Abstract: In this project, we developed a self-learning gene expression programming (GEP) methodology named SL-GEP to improve the search accuracy and efficiency of GEP. In contrast to the existing GEP variants, the proposed SL-GEP features a novel chromosome representation in which each chromosome is embedded with subfunctions that can be deployed to construct the final solution. As part of the chromosome, the subfunctions are self-learned or self-evolved by the proposed algorithm during the evolutionary search. By encompassing subfunctions or any partial solution as input arguments of another subfunction, the proposed SL-GEP facilitates the formation of sophisticated, higher-order, and constructive subfunctions that improve the accuracy and efficiency of the search. Further, a novel search mechanism based on differential evolution is proposed for the evolution of chromosomes in the SL-GEP. The proposed SL-GEP is simple, generic and has much fewer control parameters than the traditional GEP variants.

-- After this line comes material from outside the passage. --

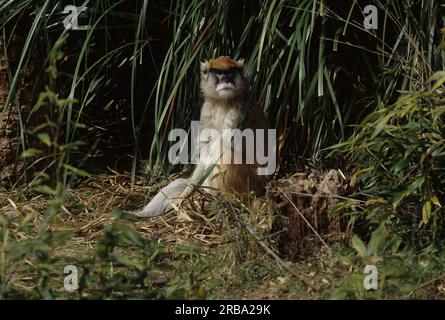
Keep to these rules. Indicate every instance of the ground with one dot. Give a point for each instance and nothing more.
(202, 252)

The proposed SL-GEP is validated on 15 symbolic regression problems and six even-parity problems. Experimental results show that the proposed SL-GEP offers enhanced performances over several state-of-the-art algorithms in terms of accuracy and search efficiency.
Related paper:
J. Zhong, Y.-S. Ong, and W. Cai, “Self-Learning Gene Expression Programming,” IEEE Transactions on Evolutionary Computation, Vol.20, No. 1, pp.65-80, 2016.